The analysis pipeline

Although the basic pipeline for analyzing whole exome sequencing, as propuested in NCBI, consists of three basic phases (secuencing retrieval, aliengment, and variant calling), more steps are distinguished to make the pipeline more flexible:

  • Secuence retrieval

  • Reference genome retrieval

  • Secuence alignment

  • Alignment processing

  • Variant calling

  • Variant calling evaluation

Secuence retrieval

Steps Logo

Retrieving the secuencing is a step that takes into account wether the experiment is paired end, or the sources are gz compressed.

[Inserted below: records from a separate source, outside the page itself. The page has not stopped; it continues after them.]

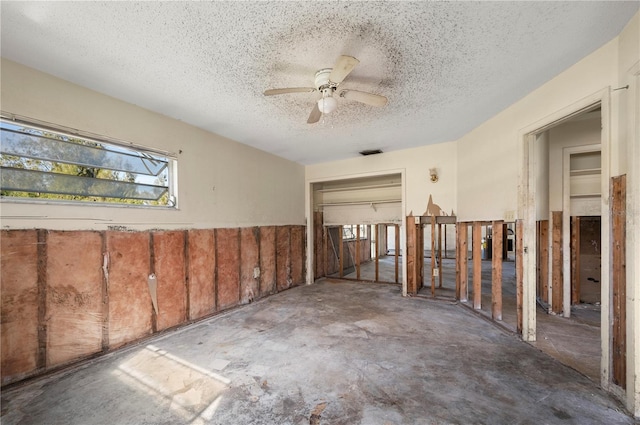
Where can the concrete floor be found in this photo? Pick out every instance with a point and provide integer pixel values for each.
(335, 352)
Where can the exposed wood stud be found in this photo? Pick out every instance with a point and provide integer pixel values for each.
(477, 265)
(215, 271)
(105, 292)
(575, 260)
(496, 271)
(357, 252)
(463, 260)
(152, 270)
(433, 255)
(187, 289)
(325, 247)
(41, 359)
(519, 275)
(543, 260)
(397, 250)
(439, 255)
(340, 252)
(377, 248)
(618, 265)
(556, 263)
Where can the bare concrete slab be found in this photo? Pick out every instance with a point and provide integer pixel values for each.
(334, 352)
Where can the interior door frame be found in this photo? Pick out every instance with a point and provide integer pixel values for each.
(527, 210)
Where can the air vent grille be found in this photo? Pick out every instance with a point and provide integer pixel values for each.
(370, 152)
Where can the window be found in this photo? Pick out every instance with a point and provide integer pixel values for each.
(47, 164)
(349, 231)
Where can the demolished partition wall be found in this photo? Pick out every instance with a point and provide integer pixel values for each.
(70, 295)
(76, 278)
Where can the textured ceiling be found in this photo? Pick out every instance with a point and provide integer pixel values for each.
(445, 66)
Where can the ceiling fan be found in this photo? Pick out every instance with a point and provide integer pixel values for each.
(327, 81)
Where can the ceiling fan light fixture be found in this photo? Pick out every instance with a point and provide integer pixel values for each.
(327, 104)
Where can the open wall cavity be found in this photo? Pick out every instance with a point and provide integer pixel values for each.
(71, 295)
(356, 228)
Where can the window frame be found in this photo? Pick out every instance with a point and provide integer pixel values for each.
(171, 167)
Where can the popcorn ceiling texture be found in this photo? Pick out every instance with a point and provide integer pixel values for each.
(445, 66)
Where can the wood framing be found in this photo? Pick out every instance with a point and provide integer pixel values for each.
(477, 265)
(543, 260)
(340, 253)
(496, 271)
(556, 262)
(397, 249)
(618, 282)
(433, 255)
(462, 261)
(357, 252)
(519, 275)
(439, 255)
(575, 260)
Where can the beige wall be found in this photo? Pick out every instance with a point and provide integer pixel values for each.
(221, 183)
(415, 164)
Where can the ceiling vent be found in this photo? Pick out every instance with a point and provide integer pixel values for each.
(370, 152)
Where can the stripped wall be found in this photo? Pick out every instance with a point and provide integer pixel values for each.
(71, 295)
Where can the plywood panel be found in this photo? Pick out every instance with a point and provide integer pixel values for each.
(201, 272)
(249, 264)
(297, 255)
(283, 257)
(129, 300)
(74, 296)
(19, 302)
(267, 260)
(228, 258)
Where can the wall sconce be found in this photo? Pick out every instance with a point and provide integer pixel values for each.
(433, 172)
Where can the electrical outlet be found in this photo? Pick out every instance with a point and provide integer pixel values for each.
(509, 216)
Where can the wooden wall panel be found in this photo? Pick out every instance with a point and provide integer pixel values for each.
(201, 272)
(283, 257)
(74, 296)
(267, 260)
(130, 307)
(556, 262)
(297, 255)
(228, 258)
(619, 280)
(19, 303)
(249, 263)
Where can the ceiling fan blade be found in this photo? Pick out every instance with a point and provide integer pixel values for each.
(315, 115)
(364, 97)
(344, 65)
(272, 92)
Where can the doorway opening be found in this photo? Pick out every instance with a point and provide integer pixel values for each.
(569, 219)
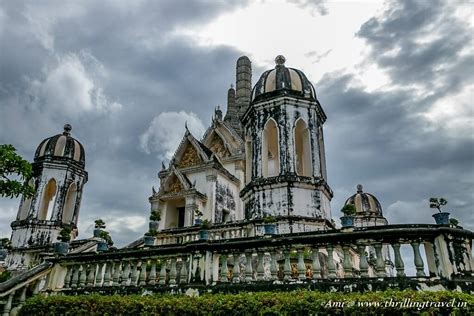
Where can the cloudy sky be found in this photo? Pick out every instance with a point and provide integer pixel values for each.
(395, 79)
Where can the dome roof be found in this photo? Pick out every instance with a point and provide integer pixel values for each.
(61, 145)
(283, 81)
(365, 203)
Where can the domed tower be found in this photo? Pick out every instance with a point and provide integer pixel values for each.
(285, 159)
(59, 176)
(368, 209)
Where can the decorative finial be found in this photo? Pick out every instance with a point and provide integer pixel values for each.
(280, 60)
(67, 129)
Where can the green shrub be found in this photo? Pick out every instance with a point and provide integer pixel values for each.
(301, 302)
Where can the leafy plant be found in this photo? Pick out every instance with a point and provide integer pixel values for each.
(206, 224)
(269, 219)
(99, 223)
(12, 167)
(65, 234)
(5, 243)
(198, 213)
(453, 222)
(437, 203)
(105, 235)
(155, 216)
(349, 210)
(151, 232)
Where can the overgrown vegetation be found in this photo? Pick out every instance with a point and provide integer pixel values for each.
(15, 173)
(261, 303)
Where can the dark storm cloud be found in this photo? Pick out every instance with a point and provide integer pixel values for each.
(393, 149)
(122, 55)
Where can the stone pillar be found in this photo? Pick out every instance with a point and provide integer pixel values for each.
(331, 265)
(347, 263)
(244, 83)
(316, 264)
(380, 268)
(399, 266)
(418, 260)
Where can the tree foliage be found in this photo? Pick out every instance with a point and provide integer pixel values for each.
(15, 172)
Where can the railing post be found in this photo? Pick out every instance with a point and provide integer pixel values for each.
(224, 269)
(67, 278)
(380, 265)
(152, 275)
(8, 306)
(301, 265)
(287, 265)
(134, 273)
(399, 265)
(108, 273)
(331, 264)
(248, 267)
(162, 272)
(83, 277)
(418, 260)
(273, 266)
(363, 263)
(117, 271)
(173, 271)
(260, 267)
(183, 274)
(125, 272)
(75, 276)
(316, 266)
(236, 270)
(347, 263)
(142, 277)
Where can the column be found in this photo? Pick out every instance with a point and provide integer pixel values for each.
(399, 266)
(331, 264)
(380, 260)
(224, 269)
(418, 260)
(260, 267)
(236, 271)
(347, 263)
(363, 263)
(248, 267)
(316, 266)
(301, 266)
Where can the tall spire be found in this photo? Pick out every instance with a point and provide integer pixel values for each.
(243, 84)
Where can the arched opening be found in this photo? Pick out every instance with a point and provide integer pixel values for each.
(70, 203)
(248, 159)
(47, 204)
(25, 205)
(270, 150)
(302, 149)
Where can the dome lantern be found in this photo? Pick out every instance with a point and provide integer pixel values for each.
(283, 80)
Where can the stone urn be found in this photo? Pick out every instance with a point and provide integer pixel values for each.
(97, 232)
(270, 229)
(347, 221)
(153, 225)
(441, 218)
(61, 247)
(204, 234)
(149, 240)
(102, 246)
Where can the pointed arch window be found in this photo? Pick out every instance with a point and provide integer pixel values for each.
(47, 204)
(25, 204)
(70, 203)
(270, 150)
(302, 149)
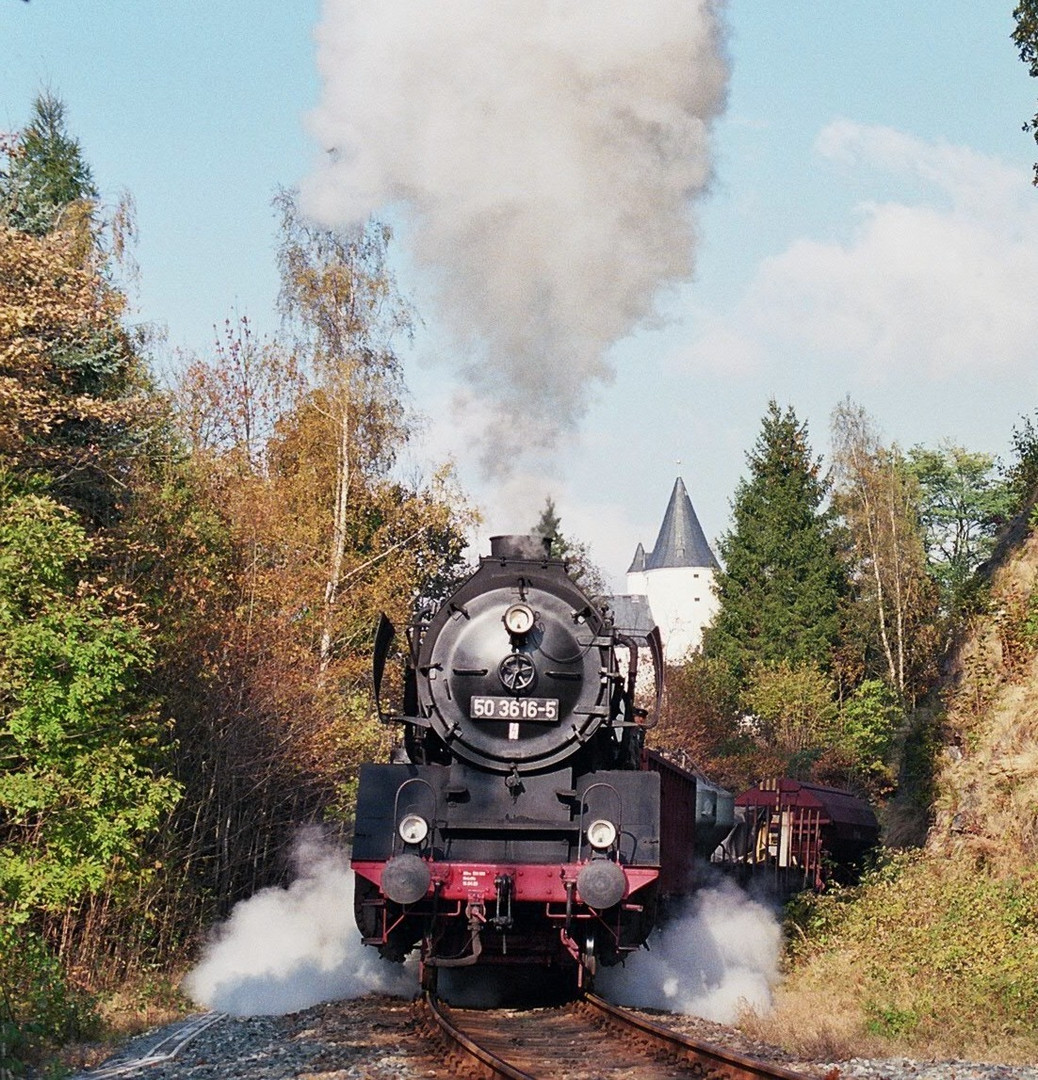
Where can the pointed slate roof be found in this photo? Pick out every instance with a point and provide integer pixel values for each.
(681, 541)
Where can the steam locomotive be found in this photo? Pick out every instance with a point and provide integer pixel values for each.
(524, 822)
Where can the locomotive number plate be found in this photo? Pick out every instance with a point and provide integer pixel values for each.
(514, 709)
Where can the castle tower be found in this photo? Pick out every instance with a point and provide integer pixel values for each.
(676, 577)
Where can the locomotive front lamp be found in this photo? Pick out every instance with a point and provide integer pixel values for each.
(413, 828)
(602, 834)
(519, 619)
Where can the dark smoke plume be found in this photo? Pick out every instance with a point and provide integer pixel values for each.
(546, 154)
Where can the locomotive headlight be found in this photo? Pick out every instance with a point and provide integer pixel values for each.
(519, 619)
(413, 828)
(602, 834)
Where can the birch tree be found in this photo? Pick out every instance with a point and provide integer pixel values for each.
(340, 298)
(878, 499)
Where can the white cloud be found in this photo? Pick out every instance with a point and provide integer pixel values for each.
(939, 281)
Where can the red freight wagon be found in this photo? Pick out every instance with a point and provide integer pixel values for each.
(798, 835)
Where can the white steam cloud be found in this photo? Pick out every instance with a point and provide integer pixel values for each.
(285, 949)
(719, 960)
(547, 153)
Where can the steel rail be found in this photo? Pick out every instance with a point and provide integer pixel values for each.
(497, 1066)
(165, 1050)
(727, 1063)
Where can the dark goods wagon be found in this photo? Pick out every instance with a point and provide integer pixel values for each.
(791, 836)
(521, 824)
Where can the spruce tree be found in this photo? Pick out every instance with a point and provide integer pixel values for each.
(45, 172)
(783, 579)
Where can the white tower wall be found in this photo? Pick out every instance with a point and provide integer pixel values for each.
(683, 603)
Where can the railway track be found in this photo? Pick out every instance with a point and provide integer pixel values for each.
(589, 1039)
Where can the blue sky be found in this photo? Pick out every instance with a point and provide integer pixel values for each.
(870, 230)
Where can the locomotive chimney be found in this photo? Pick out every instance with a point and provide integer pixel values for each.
(524, 545)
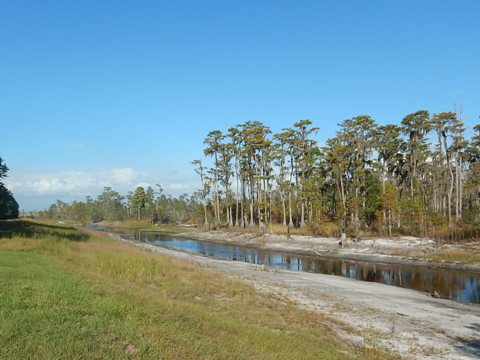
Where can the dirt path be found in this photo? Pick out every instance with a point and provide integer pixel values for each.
(402, 321)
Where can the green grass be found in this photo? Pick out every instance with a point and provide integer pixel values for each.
(104, 300)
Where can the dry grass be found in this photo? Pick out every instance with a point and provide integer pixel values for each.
(149, 306)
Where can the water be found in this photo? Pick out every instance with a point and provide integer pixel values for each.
(461, 286)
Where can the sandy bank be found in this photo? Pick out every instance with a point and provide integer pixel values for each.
(402, 321)
(403, 250)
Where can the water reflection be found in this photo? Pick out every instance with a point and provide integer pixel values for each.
(451, 284)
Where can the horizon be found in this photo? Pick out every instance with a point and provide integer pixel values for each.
(123, 95)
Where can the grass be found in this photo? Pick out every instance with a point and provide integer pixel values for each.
(100, 299)
(146, 226)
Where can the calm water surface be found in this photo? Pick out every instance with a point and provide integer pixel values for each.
(457, 285)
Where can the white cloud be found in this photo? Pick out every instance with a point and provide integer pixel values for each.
(43, 188)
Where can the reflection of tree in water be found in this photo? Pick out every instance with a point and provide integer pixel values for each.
(456, 285)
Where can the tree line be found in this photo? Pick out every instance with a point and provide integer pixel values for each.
(8, 204)
(142, 204)
(421, 177)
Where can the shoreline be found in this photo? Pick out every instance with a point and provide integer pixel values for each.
(402, 321)
(258, 242)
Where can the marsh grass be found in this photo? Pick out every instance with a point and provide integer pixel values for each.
(102, 299)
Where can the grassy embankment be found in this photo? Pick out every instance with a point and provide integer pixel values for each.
(70, 294)
(466, 252)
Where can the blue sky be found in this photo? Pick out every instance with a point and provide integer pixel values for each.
(121, 93)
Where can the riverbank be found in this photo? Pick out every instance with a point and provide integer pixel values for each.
(71, 294)
(404, 322)
(402, 251)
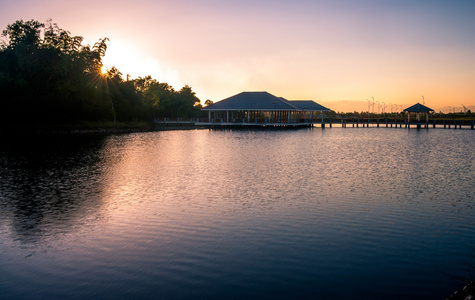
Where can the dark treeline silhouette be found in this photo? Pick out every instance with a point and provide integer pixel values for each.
(48, 77)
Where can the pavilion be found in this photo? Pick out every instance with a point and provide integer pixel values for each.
(418, 109)
(262, 108)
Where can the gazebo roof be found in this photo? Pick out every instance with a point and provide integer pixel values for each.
(309, 105)
(418, 108)
(262, 101)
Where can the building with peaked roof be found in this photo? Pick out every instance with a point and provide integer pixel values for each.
(262, 107)
(418, 109)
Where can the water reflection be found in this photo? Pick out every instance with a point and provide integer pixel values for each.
(219, 214)
(50, 185)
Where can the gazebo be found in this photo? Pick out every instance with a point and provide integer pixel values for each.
(261, 107)
(418, 109)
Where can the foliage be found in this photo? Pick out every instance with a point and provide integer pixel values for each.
(48, 77)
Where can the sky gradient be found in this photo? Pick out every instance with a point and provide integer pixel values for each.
(337, 53)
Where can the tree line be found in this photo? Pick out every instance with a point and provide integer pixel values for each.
(47, 76)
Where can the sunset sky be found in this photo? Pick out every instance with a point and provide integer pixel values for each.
(337, 53)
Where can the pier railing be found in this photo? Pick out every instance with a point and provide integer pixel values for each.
(323, 122)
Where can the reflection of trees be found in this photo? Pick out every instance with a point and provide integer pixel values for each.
(49, 185)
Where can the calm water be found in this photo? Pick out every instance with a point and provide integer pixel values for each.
(356, 213)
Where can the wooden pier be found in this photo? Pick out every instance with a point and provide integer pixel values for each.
(319, 122)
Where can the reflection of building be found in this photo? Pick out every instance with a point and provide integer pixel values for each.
(262, 108)
(418, 109)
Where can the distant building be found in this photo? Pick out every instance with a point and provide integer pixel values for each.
(262, 107)
(418, 109)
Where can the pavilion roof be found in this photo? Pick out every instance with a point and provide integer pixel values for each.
(309, 105)
(418, 108)
(262, 101)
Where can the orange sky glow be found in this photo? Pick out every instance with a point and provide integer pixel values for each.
(338, 53)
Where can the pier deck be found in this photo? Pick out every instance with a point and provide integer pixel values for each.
(326, 122)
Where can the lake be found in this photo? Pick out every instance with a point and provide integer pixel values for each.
(355, 213)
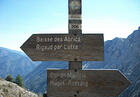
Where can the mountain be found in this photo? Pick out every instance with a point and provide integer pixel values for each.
(9, 89)
(119, 53)
(36, 80)
(14, 62)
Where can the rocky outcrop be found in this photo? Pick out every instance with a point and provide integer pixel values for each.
(8, 89)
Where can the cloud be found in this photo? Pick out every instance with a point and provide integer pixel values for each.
(110, 28)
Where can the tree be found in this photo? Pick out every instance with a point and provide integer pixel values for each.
(19, 80)
(9, 78)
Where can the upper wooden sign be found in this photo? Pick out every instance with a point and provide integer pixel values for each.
(85, 83)
(75, 7)
(65, 47)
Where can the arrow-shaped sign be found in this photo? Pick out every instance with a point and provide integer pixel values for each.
(85, 83)
(65, 47)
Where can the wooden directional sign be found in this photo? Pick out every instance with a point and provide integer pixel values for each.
(85, 83)
(65, 47)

Reference genome retrieval

Steps Logo

The reference genome, essential for more steps than the alignment, may be obtained in 2bit format (and then converted to fa).

Secuence alignment

Steps Logo

Aligning the secuencing against the reference genome is a process that produces a not sorted, nor indexed, sam file.

Alignment processing

Steps Logo

Processing the alignment includes sorting, indexing and removing duplicates from the original alignment. In the end, it produces a bam and bai file.

Variant calling

Steps Logo

The process of identifying variants within the secuenced exome.

Variant calling evaluation

Steps Logo

Variant calling comparation and estatistical summaries for the variants identifyed.